If the things go on at this rate it seems very probable that no resolution of Kashmir issue would be forthcoming in next hundred years.
Fault line Kashmir needs resolution. To that purpose Kashmir is in need of statesmen not factious politicians. Politicians in Kashmir have developed entrenched interests. They seem to be interested in running personalized factions (what in Kashmiri is called wandabaazi). The “freedom seeking” coalition called Hurriyat is a group of more than fifty personalized factions (wandas), each keen on its own survival (same with “mainstream” factions). It seems that either status quo suits them or they are at a loss to understand how to proceed. Consequently Kashmir suffers. So what is needed is increased activism on part of civil society given the failure of political society to give proper lead to the people. Time demands that the civil society take the initiative into its own hands. It must try to treat the maladies afflicting Kashmir, without waiting for local factious politicians, or for governments of India and Pakistan.

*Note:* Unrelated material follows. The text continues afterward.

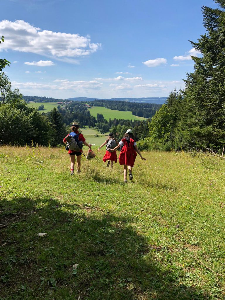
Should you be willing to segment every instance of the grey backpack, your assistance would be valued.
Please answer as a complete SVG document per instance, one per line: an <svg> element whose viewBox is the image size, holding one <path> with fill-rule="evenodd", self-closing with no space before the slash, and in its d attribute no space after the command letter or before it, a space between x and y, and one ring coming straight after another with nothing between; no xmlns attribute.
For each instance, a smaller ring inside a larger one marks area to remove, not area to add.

First and foremost civil society would have to correct the narrative on Kashmir. Fault line Kashmir is a political dispute in which religion has a very limited role. That is to say that if a plebiscite were taken, a person’s voting behavior would be influenced by his religious affiliation. Even so, if majority of Kashmiri (Muslims including) vote for non-Muslim majority India, it would be their self-determination. By no means is Kashmir a civilizational clash between Hinduism and global Islam.

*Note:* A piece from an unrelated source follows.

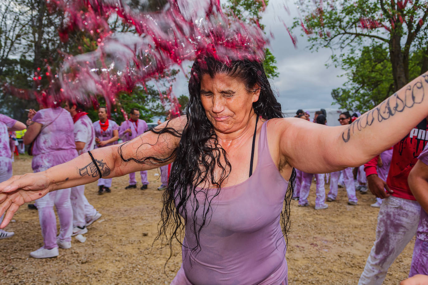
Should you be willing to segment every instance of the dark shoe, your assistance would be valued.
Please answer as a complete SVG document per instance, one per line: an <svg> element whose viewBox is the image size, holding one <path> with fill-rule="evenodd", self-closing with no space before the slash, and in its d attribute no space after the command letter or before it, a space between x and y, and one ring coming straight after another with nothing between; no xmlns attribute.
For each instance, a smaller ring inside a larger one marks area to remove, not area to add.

There is only a very thin line between Hindutva-Islamist narrative and the original historical issue concerning the State Subjects (Permanent Residents) of Kashmir State. Furthermore, instead of seeking to humiliate India in Kashmir as Soviet Union was in Afghanistan, Pakistan in Bangladesh, USA in Vietnam and now again in Afghanistan, the civil society, enjoying the benefit of freedom from the compulsions of global political strategy, and also not ensnared by foreign money and dictation, must seek a roadmap which is a win-win for all parties concerned, the State Subjects of former Princely Kashmir, Pakistan, and India. Especially it should seek an honourable exit for India from this quagmire. This is not to say that Pakistan and India are free to do as they wish. India and Pakistan, primarily in their own interests, and then in the interests of peace in South Asia, need to shun their respective policies aimed at harming each other and to acknowledge that the ultimate right of shaping the final destiny of Kashmir States lies with the general mass of States Subjects of that State. Co-optation of Big Men Will serve only transitionally.